Dong, a former police officer turned human rights activist, has been jailed in China several times for his activism. In 1999, he was fired from the police force after 13 years for signing a petition to commemorate the 10th anniversary of the Tiananmen crackdown. In 2001, he was imprisoned for three years for "inciting subversion of state power." He was jailed again in 2014 for participating in another Tiananmen commemoration event, according to Amnesty International.
Dong had fled China four times previously but was sent back each time. "But I have always held fast to one conviction: I must get out into the free world," he tells BBC Chinese.
In September 2015, he traveled to Bangkok with his wife and daughter, where they were granted refugee status by the UN and approved for resettlement in Canada. But days before they were scheduled to leave, Thai authorities deported Dong to China, where he was jailed for "inciting subversion" and "crossing the national border illegally." He was sentenced to three and a half years in jail.
When released in 2019, he tried to escape by swimming towards Kinmen, a Taiwanese island, but was picked up by Chinese fishermen who handed him back to police — and he was barred from leaving the country. In 2020, he fled China and entered Vietnam. He lived in hiding for two years in Hanoi, but was eventually deported back to China, where he was sentenced to jail for almost a year. In 2023, he was released from prison again.
These failed attempts only strengthened Dong's resolve. He came up with a bolder plan — to travel more than 300km across the Yellow Sea, then along the South Korean coast to get to Japan. "This is a very dangerous route, the risks are extremely high, I knew I'd be putting my life on the line," he said.
In May this year, with just a few hours of sailing practice, Dong started his journey in Weihai, Shandong, in a 3.3m long rubber dinghy equipped with an engine. Poor weather forced him to reroute towards South Korea. The long hours at sea left him dizzy and exhausted. He dozed off at one point and woke up to realize his boat had just bobbed past a large cargo ship. "I would have crashed into it if I stayed asleep for 20 more seconds," he said.

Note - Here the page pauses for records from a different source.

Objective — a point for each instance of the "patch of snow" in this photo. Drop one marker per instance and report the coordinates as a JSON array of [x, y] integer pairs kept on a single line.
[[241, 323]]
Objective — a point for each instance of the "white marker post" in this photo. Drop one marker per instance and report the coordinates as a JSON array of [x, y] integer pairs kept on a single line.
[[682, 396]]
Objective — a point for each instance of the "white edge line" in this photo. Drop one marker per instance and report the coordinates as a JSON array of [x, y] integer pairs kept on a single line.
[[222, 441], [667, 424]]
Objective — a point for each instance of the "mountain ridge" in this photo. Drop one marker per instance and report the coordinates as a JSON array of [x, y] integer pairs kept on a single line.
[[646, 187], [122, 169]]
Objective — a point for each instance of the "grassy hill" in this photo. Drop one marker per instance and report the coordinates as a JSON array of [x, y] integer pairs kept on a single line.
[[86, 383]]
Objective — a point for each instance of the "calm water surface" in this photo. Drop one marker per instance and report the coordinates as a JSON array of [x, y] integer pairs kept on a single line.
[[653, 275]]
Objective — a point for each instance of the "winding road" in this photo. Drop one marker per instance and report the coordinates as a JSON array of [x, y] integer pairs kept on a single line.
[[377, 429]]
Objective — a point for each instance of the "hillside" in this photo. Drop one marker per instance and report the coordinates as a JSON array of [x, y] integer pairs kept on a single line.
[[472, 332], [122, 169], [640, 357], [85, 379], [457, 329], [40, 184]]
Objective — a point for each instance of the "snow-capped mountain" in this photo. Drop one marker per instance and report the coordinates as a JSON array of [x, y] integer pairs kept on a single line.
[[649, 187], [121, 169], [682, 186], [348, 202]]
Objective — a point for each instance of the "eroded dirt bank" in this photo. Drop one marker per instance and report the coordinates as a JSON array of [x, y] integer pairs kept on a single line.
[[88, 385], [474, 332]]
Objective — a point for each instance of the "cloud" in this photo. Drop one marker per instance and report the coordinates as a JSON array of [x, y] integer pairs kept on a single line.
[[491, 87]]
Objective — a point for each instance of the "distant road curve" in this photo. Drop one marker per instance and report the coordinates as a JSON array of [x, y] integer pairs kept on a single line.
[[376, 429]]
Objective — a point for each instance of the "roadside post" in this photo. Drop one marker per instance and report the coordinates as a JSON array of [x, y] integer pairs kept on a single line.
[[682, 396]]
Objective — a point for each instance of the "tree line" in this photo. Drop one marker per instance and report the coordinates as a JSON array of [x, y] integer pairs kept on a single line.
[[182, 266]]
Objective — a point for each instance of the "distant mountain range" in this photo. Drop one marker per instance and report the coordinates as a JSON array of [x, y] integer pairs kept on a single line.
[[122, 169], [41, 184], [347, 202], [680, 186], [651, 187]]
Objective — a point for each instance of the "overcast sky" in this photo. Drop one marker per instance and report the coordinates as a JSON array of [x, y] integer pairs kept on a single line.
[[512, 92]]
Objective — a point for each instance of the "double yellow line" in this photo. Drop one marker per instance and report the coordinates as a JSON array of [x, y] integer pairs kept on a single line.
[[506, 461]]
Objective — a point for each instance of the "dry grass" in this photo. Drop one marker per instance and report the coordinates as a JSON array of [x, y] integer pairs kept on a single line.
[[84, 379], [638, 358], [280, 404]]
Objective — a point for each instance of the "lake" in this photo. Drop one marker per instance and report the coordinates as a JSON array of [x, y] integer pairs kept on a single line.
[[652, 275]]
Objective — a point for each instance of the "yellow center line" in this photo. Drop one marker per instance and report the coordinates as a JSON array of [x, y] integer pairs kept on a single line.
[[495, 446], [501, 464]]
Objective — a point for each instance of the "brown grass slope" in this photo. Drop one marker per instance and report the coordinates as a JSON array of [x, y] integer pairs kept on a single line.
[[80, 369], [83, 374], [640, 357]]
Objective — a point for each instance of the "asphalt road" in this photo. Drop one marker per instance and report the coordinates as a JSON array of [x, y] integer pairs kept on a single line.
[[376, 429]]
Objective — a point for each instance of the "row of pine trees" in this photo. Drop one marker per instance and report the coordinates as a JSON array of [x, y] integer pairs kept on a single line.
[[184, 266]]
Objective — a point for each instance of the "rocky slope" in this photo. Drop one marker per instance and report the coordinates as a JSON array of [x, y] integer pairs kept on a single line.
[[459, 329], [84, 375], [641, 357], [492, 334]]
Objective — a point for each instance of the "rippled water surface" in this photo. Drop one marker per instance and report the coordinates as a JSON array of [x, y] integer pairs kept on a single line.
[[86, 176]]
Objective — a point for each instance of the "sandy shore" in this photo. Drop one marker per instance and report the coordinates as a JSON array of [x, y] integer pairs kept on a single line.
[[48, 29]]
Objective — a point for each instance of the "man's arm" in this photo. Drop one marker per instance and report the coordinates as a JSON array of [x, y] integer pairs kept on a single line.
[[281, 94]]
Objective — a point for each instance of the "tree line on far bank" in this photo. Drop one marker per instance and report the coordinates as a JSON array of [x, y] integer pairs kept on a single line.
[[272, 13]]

At about 20:30 local time on 25 May, he spotted a fishing boat and shouted: "Help me, help me! Call police, call police!" He was eventually pulled ashore in South Korea's Taean county. Dong was sent to a refugee centre in Incheon and later granted political asylum in Canada.
He is not the first Chinese dissident to flee across the sea to South Korea. In 2023, another Chinese activist Kwon Pyong fled to South Korea on a jet ski. He was initially detained on immigration charges but later resettled in the US.